Samuel Beckett - Letters

Alexander Haydon
London

3.2.82                                                                                       [Paris]

     It is not stated why Clov cannot sit.
     It cannot be because he cannot bend his knees.  He could sit with outstretched legs.  In squatting there is no seat.
     Contact with a seat would therefore seem to be the problem.*
     The sea-captain in Knut Hamsun's Hunger arrives standing in a taxi.  His trouble severe chronic piles might also do the trick.**
     To mention but them.
     Pick your fancy...

APCS; 1 leaf, 1 side; with envelope; reproduced here as transcribed in previous publication: Item #49, p.20, Catalogue five, Manuscripts Michael Silverman, London 1991: UoR, MS 3954.

     *.  Alexander Haydon (b. 1963) would sell the present postcard at Christie's in 1991.  He later explained:

     In Feb 1982, I was an eighteen-year old student & had been studying Beckett for the entrance   
     exam to Oxford University [...] It was while studying him that an apparent discrepancy in
     Endgame occurred to me: how could Clov squat, if he couldn't sit?  So I simply wrote to him
     care of Faber & Faber and asked the question.  I had never met him, but had read (in Deirdre
     Bair's biography) that he endeavored to answer all letters that didn't ask "but what does that
     mean"?
             (Haydon to the editors, 17 January 1992.)

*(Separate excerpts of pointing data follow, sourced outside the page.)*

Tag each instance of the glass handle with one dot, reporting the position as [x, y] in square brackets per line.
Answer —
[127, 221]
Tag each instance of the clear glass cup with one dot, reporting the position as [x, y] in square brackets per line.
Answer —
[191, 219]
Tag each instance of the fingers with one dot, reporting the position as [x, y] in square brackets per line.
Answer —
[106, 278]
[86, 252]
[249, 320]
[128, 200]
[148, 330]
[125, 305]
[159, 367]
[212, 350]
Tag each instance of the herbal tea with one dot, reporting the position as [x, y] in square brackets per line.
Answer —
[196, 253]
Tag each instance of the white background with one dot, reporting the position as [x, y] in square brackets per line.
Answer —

     **.  It is not in Knut Hamsun's Hunger but in his 1936 Ringen sluttet (The Ring is Closed) that there appears a ship's officer who is unable to sit down.  "I can't sit and I can't lie down, all I can do is stand," he announces -- "I'll stand till I drop."  When he leaves his ship, he does indeed do so by taxi: "Unable to sit, he knelt inside the cab.  That was how Gregersen the Mate left the Sparrow, and he never came back."  (Hamsun, The Ring is Closed, tr. Robert Ferguson [London: Souvenir Press, 2010] 256, 257.)